Interestingly, this marker was the only positive marker of HIV infection in the first VISCONTI child, who still presents a long-term remission with a sustained control of HIV replication since more than 12 years [64]. This marker permitted to estimate the impact of cytoreductive chemotherapy on HIV reservoir persistence [65], and the long-term impact in children and adolescents receiving treatment [66, 67]. The impact of treatments in different anatomical compartments, such as genital tract, to explore the residual risk of sexual transmission is important in the context of various levels of drug diffusion in tissues. Blips of viral replication in semen correlate with the level in PBMC, among men having sex with men on successful antiretroviral regimen [50, 68]. Levels of HIV reservoirs have been also estimated in patients receiving suppressive antiretroviral therapy, showing a true impact on different tissues and compartments, such as rectal tissue [24] and gut [46, 69, 70].

A particular context deserves to be discussed: the diagnosis of HIV infection in babies born to HIV positive mothers. For a long time, the detection of total HIV DNA in PBMCs has been the preferred technique, especially before access to viral load assays [69]. At present, the positive diagnosis of infection remains more difficult, particularly in cases of child infection despite maternal treatment. In such cases, the level of HIV is very low, because the viral replication is relatively blocked by the residual maternal treatment present in the child. So, HIV-DNA level in PBMC could be the only positive marker. In this actual context, there is a need for very sensitive and specific HIV DNA assays [13].

Lastly, total HIV DNA has been a useful marker in many clinical trials, for example, in primary infection [62, 71], in case of treatment with IL2, IL7 or alpha interferon [72,73,74,75]. Looking ahead to future clinical interventions aiming at reducing HIV reservoirs, the marker is also suitable, or even indispensable to the first step to select patients and to follow the impact of drugs and combinations [76,77,78,79].

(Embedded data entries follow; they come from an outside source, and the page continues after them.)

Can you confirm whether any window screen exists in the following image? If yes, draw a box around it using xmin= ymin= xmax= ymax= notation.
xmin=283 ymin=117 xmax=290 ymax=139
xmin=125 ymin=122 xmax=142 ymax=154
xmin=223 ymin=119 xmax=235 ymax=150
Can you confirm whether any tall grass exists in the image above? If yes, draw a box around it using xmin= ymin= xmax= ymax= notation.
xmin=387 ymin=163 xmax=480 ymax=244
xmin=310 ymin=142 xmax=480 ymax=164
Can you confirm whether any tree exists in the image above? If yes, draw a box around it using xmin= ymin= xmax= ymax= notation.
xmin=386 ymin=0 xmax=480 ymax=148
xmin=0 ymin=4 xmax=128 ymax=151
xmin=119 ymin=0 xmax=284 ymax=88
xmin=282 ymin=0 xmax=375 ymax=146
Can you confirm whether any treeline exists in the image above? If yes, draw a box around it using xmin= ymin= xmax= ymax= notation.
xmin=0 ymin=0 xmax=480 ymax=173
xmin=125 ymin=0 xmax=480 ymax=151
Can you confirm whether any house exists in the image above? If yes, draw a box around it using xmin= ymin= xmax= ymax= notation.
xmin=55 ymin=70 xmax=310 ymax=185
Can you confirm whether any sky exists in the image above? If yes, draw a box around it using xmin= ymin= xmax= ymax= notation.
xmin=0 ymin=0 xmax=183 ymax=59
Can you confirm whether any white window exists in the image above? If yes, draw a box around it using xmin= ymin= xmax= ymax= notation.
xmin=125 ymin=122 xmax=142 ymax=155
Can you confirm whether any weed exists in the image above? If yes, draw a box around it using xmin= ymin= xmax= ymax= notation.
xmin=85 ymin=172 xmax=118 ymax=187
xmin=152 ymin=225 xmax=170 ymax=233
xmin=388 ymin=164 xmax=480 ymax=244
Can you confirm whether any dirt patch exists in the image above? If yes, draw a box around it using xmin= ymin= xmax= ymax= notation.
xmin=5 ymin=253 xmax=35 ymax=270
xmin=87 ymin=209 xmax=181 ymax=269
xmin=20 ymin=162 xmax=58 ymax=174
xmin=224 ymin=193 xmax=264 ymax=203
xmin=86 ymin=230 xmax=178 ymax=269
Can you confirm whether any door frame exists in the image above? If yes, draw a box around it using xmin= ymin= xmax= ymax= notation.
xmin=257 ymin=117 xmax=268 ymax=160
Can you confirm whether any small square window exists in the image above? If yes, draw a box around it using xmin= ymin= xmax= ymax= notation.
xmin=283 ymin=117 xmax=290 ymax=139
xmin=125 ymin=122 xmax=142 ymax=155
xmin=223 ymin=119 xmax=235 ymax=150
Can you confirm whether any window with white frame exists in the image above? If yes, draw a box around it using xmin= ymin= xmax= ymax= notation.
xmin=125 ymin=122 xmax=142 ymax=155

The question that arises now is whether this marker could provide information to clinicians for therapeutic management. There are several clinical situations where it can be informative [10]: for example, in patients with long-term efficient treatment, low levels of total HIV-DNA indicate a low risk of disease progression, a low risk of viral rebound and development of drug resistance. On the contrary, in patients with a high level of total HIV-DNA, it is important to explain to them the high risk of viral rebound in case of non-adherence to treatment.

Conclusions

Among the different markers of HIV persistence, total HIV DNA has a special place because it is by far the most studied, and because the measurement is simple, precise and specific. It can reliably characterize the global size of HIV reservoirs. This marker has already had an undeniable and considerable contribution to reservoir studies, resulting in numerous insights, both in clinical and basic research. This is giving the opportunity to get a large overview of the distribution of HIV reservoir cells in the body, at all stages of HIV disease. Despite its drawback to quantify everything, including defective proviruses, total HIV DNA has enabled major advances, in particular in clinical research. However, there is an urgent need for other standardized markers of HIV reservoirs, in order to complete a panel of accurate tools that can constitute references. The debate should take into account all practical and clinical aspects, and should not sterilize the research, but rather sustain the use of complementary markers, to better explore the mechanisms of viral persistence.